Next tours: Thu 10 May (5.30pm)…Mon 21 May (5.30pm)…Sun 27 May (12 noon)…Mon 18 June (2.30pm), Mon 25 June (5.30pm)…Tue 10 July (11am)…Mon 23 July (11am)…Sun 5 Aug (12 noon – Murals only)…Tue 7 Aug (5.30pm)…Thu 16 Aug (5.30pm)…Mon 20 Aug (11am)…Tue 11 Sep (5.30pm)…Tue 18 Sep (5.30pm).
Meet: Midland Hotel steps, Peter Street.
Cost: £5.
Why meet there and not at the Town Hall? Albert Square is often packed with market stalls or cordoned off, and the main entrance into the Town Hall blocked. And as there is no one obvious landmark or meeting point within the building, we meet nearby at the Midland, which is always accessible, is unambiguous and is under cover!
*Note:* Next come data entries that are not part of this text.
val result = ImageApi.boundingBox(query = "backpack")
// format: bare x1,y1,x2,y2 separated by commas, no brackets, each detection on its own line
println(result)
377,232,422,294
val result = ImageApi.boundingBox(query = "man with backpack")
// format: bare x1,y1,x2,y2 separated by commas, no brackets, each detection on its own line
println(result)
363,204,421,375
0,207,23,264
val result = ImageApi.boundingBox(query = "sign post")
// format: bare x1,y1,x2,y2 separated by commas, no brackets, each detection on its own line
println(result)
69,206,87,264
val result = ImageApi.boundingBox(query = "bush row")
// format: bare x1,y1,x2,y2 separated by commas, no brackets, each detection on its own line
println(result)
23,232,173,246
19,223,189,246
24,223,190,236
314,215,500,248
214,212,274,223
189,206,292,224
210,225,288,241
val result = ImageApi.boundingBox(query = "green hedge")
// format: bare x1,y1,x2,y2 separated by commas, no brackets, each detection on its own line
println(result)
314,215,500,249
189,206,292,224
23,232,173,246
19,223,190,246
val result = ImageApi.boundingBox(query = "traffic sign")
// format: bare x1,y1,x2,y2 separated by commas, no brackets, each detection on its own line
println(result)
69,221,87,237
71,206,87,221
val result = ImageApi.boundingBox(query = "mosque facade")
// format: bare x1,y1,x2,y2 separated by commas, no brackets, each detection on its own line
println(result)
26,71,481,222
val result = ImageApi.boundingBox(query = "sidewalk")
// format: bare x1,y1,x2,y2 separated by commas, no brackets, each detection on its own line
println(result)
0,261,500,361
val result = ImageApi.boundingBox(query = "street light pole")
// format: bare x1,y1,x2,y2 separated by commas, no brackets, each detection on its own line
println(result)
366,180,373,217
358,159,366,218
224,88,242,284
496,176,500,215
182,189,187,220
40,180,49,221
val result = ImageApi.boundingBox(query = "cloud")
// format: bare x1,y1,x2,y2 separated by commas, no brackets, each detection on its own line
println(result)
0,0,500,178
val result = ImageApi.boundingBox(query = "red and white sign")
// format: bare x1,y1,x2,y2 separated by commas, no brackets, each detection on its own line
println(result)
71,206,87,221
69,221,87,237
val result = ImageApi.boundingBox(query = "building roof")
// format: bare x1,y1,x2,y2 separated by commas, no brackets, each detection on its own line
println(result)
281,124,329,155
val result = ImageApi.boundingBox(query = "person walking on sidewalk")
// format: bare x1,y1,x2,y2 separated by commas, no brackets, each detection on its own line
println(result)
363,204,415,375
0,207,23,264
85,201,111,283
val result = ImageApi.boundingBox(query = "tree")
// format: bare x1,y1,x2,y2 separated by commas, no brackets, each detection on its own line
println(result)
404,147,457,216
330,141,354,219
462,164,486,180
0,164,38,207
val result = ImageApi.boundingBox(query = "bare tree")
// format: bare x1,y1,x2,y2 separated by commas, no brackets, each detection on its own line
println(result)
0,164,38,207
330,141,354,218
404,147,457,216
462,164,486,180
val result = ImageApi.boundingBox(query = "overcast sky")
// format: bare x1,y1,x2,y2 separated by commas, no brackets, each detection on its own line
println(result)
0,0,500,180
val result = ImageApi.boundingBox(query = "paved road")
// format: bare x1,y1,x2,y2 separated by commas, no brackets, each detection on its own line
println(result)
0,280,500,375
This way we can also build up to the great sight that is the Town Hall.
Do I need to book? No, but please drop us an e-mail if there is a group of you.
Bring: Expectations of being overawed and amazed.
End: Closely examining the famous Ford Madox Brown murals or supping in the sumptuous Sculpture Hall cafe (evening tours excepted).
You’ve not truly experienced Britain’s greatest municipal building until you’ve been taken round on a tour by Ed Glinert, New Manchester Walks’ guide and author of The Manchester Compendium.
When the BBC’s Antiques Roadshow team wanted to gain an understanding of the history of the building for their forthcoming programme they went to Glinert. When BBC Radio Manchester want a greater understanding of this municipal palace they phone Glinert. When Phil Tufnell and the BBC One Show hit the Town Hall they called for Glinert.
Ed Glinert has been working in and studying the Town Hall since 1983. He was there when the post of Lord Mayor was abolished (temporarily, it turned out) in 1984 and when Graham Stringer’s ruling group abandoned plans to bring down Maggie Thatcher in 1986. He’s had his tours interrupted by Michael Heseltine (Tarzan had first claim on the Lord Mayor’s Parlour that day) and the waltzers of the monthly tea dances. On entering the building recently he has bumped into the Rev Jesse Jackson (wow!) and Ed Miliband (who?).
On a New Manchester Walks Town Hall tour, Glinert covers everything you ever wanted to know about this grandest of Gothic Gormenghasts. He explains why the building deliberately looks like a mediaeval cloth hall, shows you pictures of some of the 130 designs that didn’t win (Thomas Worthington’s Gothicier-than-thou nightmare is a hoot), introduces you to the serpentine animal that guards the main entrance, and relates the links between the king commemorated in stone on the outside of the building who kick-started the local textile economy, and the glorious and famous crest that decorates the foyer ceiling.
Glinert then takes you into the courtyard with its huge overawing walls of blackened stone and antiquated cobbled passages, up to the Sculpture Hall, inhabited by Cromwell, Gladstone, Fairbairn and various Potters, and then on to the grand stare rooms – the Lord Mayor’s Parlour, Banqueting Hall and original council chamber. Unfortunately, he can’t for now get over the bridge to the modern-day council chamber and wall of Freemen owing to the massive refurbishment project taking place, but you won’t miss out on any stories.
The highlight of the tour is the Great Hall, described by the great art critic John Ruskin as the “finest Gothic apartment in Europe”. Here amid the statues, stained glass and shields are the 12 murals of Manchester history painted 1879-93 by Ford Madox Brown, mentor to the Pre-Raphaelites. Here Glinert will explain why the Town Hall fathers refused to allow depictions of Peterloo and the opening of the world’s first railway station in Manchester, as well as revealing the hidden histories within these great works – from the Roman governor’s son kicking the Nubian slave to Geoffrey Chaucer’s taking notes at the trial of the Bible translator John Wycliffe; from the connections between the introduction of weights and measures into medieval Manchester and the CWS providing Mancunians with pure food in the late 19th century; from the arrival of Flemish weavers in the 14th century to the beginnings of the industrial revolution with the cotton machines of the mid-18th century.
• Even though we arrange these tours with the Town Hall’s events managers to make sure you can see as much as possible, the Town Hall is a working building and some state rooms may not be available due to meetings and events. If you feel you haven’t had your money’s worth, New Manchester Walks will take you on another Town Hall tour free of charge.